Um.. also? My 37th birthday is Sunday. So you know what I'm grateful for because I already have them and don't need anything else? Shine's hugs when I get home from this crappy day, my cat, Jake's hugs as well once I'm packed and head over to his house to sleep with him for the first time in three days, that I'll be allowed to cry on his shoulder and let it all out - all of it - til I have no more left and can fall asleep feeling safe and loved.. and then off we go tomorrow morning - after I've put a cold compress to my swollen eyes probably - to Victoria for a well-deserved, long overdue four-day weekend where I get him all to myself and we can have high tea and walk aimlessly in the rain and pretend we're fantastic world travelers (ok I'll pretend - he already is) and feel drunk from all the love between us - or because of many drinks.. whatever works. I'm not picky at this moment.

So off I go! No gifts please.. just send love.. or I guess wine would be ok.. or money.. a new job wouldn't be half bad either.. but don't knock yourself out or anything. Just suggestions, mind you.. And you know, take care of you. Tell your family you love them, ok? Just saying..

6 comments:

Lauren Marie said...

I'm a fairly new reader and so far just a lurker ... I just wanted to tell you that I'm sorry to hear about your stepdad ... I just lost my mom in February and it's something I'm still dealing with - and probably will be for a long time.
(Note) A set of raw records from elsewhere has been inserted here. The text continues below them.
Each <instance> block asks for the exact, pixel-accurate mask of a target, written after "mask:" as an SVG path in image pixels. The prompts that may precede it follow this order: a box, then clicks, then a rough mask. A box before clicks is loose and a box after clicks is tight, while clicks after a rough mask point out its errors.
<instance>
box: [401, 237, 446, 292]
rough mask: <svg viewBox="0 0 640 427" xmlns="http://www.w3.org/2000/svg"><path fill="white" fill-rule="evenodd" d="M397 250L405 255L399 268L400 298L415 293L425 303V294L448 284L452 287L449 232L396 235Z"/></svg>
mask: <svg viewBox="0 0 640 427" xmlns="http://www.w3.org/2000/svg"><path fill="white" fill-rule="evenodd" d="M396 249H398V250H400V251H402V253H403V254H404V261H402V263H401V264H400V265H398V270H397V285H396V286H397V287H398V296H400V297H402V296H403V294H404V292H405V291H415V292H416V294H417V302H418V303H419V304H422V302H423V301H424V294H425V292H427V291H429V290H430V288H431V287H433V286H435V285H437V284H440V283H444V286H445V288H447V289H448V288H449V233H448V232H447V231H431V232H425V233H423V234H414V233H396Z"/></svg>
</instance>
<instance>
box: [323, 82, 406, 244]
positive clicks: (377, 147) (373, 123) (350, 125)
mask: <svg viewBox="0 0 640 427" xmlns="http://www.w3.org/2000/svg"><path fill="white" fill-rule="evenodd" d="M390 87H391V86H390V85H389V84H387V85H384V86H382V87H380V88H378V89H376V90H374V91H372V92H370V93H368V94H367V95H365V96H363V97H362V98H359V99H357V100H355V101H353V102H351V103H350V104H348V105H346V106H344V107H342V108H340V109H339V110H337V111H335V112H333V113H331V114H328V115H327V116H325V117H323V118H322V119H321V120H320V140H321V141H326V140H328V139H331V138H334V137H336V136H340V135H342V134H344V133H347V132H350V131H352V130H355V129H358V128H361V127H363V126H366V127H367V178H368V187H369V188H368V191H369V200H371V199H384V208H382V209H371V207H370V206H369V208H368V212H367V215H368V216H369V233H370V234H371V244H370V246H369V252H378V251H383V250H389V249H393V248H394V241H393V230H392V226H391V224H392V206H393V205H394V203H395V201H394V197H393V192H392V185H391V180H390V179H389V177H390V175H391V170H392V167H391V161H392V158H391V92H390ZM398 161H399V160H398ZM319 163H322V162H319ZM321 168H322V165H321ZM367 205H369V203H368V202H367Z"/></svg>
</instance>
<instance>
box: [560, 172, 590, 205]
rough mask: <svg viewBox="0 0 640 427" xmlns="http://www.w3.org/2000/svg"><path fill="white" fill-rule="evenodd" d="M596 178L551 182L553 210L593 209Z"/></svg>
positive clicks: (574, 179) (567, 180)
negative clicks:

I can only imagine what you're going thru. *hugs* My thoughts and prayers are with you and your family!

Anonymous said...

Aw, pet, I'm so sorry. I'm sending love and hugs, and sunshine and pudding for your birthday. Take care, sweet girl.

Anonymous said...

Stay as positive as you can with the family. I'm sorry you are having to deal with the cancer.

It may not feel like it today, but I hope you have a wonderful birthday. Take care of you!

Anonymous said...

Oh sweetie, you are having a rough time of it! I'm so sorry about your stepdad. I hope you have a lovely weekend that will help rejuvenate your spirit. :)

Miss Devylish said...

lauren marie: Hi Lauren! Thank you so much for unlurking to say such nice things. I'm so sorry about your mom. It' been 8 yrs now since my dad died so yes, I'm w/ you.. it's no fun and not easy. Here's hugs for you too sugar! xo

pom: You are the sweetest! I can't wait for the pudding! Heart you! xo

oneday: Thanks for being so kind, dear! I hope your resettling is treating you well! xo

finn: Thanks darlin! I'm working on it! Tomorrow there is tapas and cake! Woot! xo

Clayton said...

Oh, sweetie. That's awful news. I want to see you and catch up and hear all about what's been going on. I've been out of touch and it's been too long.